4. "Coordinated interaction is comprised of actions by a group of firms that are profitable for each of them only as a result of the accommodating reactions of the others. This behavior includes tacit or express collusion, and may or may not be lawful in and of itself." U.S. Department of Justice and Federal Trade Commission, Horizontal Merger Guidelines § 2.1, reprinted in 4 Trade Reg. Rep. (CCH) ¶ 13,104 (April 2, 1992).
5. There are several other potential benefits to transparency, including enhanced market monitoring. Placing information in the hands of regulators, market participants, and observers may enhance the effectiveness with which markets are monitored for unwarranted exercises of market power. It is important to note, however, that at least some of the market monitoring benefits of transparency can be obtained by providing information to regulators on a confidential basis, permitting them to monitor markets while avoiding the potential anticompetitive consequences of more broadly disseminating firm- and transaction-specific information to the public.

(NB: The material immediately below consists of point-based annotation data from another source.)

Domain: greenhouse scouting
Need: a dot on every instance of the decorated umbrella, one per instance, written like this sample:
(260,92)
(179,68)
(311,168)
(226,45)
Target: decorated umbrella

6. See Energy Policy Act of 2005, §§ 316 and 1281, Pub. L. No. 109-59, 119 Stat. 594, 691-92 and 978-79 (2005) (stating that the Commission "shall seek to ensure that consumers and competitive markets are protected from the adverse effects of potential collusion or other anticompetitive behaviors that can be facilitated by untimely public disclosure of transaction-specific information."). Cf. U.S. Department of Justice and Federal Trade Commission, supra note 4, § 2 (discussing factors affecting the likelihood of coordination, including the extent of information available to firms in the market).